India's GDP growth likely languished around its lowest in three years in the quarter that ended in June, offering no respite for Prime Minister Manmohan Singh as he struggles to escape from a series of political scandals that have paralysed his economic agenda.
Weak demand in the West has hit exports, but the heaviest toll on the economy is from overspending and a lack of reforms at home - a point made by both the central bank and ratings agencies Fitch and Standard & Poor's, who threaten to downgrade India's sovereign ratings to junk.
A Reuters poll of 38 economists produced a median forecast of 5.3 percent year-on-year GDP growth for the April-June quarter, unchanged from January-March, which was the slowest growth rate since the same quarter of 2009. The data is due to be released at 6:30 a.m. British time on Friday.
If the forecast is correct it will mean more bad news for the government, which is embroiled in a row with the main opposition Bharatiya Janata Party (BJP) over sweetheart coal deals. The state auditor has questioned the deals, and the BJP has refused to allow parliament to function until Singh quits.
A raft of bills, including a number of important economic reforms, is now bogged down in the legislature. The furore has deepened the sense of dysfunction in Indian politics that has already stalled bold measures to cut government spending on costly fuel subsidies and help bring down high inflation. Poor monsoon rains have added to the economic gloom.
"Below 5 percent growth will be a game changer," said Manish Wadhawan, managing director and head of rates at HSBC in Mumbai.
"For a print below 5 percent you would need to see a deceleration in manufacturing, agriculture and also services, which would be really massive as that will mean the last bastion of growth has also stalled," he added.
Industrial output contracted in June and the country is running a wide current account deficit that has driven the rupee (INR=) to record lows.
With gridlock in both parliament and the government putting big reforms out of reach for now, finance ministry officials are focused on smaller measures, such as speeding up delayed infrastructure projects, to help boost the economy in the second half of the fiscal year, which began in April.
They still foresee annual economic growth of around 6.5 percent for 2012/2013. However, for the quarter ending in June, the ministry expects Friday's data to show the economy grew between 5 percent and 5.5 percent, two ministry officials told Reuters.
One of the officials said Friday's data may not reflect the full impact of the drought in major crop-growing states.
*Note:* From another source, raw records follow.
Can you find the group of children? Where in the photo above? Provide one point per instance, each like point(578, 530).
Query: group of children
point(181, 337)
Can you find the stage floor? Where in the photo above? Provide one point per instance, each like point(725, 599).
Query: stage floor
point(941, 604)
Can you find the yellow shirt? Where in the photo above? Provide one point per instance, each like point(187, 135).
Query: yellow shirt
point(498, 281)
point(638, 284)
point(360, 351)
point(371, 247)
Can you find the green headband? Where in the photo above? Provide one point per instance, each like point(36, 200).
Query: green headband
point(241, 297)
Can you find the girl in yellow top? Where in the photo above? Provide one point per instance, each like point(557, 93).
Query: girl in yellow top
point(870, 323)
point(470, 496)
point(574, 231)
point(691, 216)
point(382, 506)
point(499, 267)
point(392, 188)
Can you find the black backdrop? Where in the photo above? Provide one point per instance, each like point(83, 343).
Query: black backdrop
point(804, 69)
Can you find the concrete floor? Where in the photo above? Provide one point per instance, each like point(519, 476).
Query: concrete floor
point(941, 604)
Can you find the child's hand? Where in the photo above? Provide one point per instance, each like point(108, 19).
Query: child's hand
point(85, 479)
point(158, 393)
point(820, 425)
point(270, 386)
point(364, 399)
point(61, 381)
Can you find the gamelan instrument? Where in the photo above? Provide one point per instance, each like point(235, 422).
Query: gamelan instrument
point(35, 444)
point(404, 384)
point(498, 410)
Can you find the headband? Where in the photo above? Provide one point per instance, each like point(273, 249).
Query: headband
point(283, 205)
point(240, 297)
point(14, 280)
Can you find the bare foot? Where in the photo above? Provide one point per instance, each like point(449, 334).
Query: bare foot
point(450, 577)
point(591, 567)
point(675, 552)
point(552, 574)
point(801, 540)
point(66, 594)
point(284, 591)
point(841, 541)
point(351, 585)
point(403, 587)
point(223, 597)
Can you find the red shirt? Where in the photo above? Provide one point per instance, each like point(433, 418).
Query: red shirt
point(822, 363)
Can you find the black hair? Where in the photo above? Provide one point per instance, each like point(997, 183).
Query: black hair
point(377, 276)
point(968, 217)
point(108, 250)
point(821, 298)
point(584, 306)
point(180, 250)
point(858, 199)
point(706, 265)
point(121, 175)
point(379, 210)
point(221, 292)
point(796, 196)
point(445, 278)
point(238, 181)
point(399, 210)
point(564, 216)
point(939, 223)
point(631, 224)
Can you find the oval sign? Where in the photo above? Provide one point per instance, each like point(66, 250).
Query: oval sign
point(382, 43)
The provisional quarterly numbers could be later revised up or down by up to 0.5 percent depending on the actual farm output, final figures on industrial output and trade data, he said.
The Reserve Bank of India (RBI) meets on September 17 to review monetary policy, and bond yields rallied this week on expectations a low growth reading would nudge the bank to reduce interest rates, some of the highest among major economies.
But only last week the RBI said fighting stubbornly high inflation remained the cornerstone of its monetary policy, and said lower interest rates alone would not jumpstart the economy.
The growth rate in the first quarter of India's fiscal year was initially reported as the weakest since the same quarter of 2003. But India's Ministry of Statistics has released a new series of quarterly GDP growth estimates, which include a sharp downward revision of growth for the January-March quarter of 2009 to 3.5 percent from 5.9 percent.
Singh's economic advisory panel this month cut its forecast to 6.7 percent for economic growth in the year to next March, down from a previous forecast of 7.5-8 percent. The RBI predicts growth of 6.5 percent in the same period.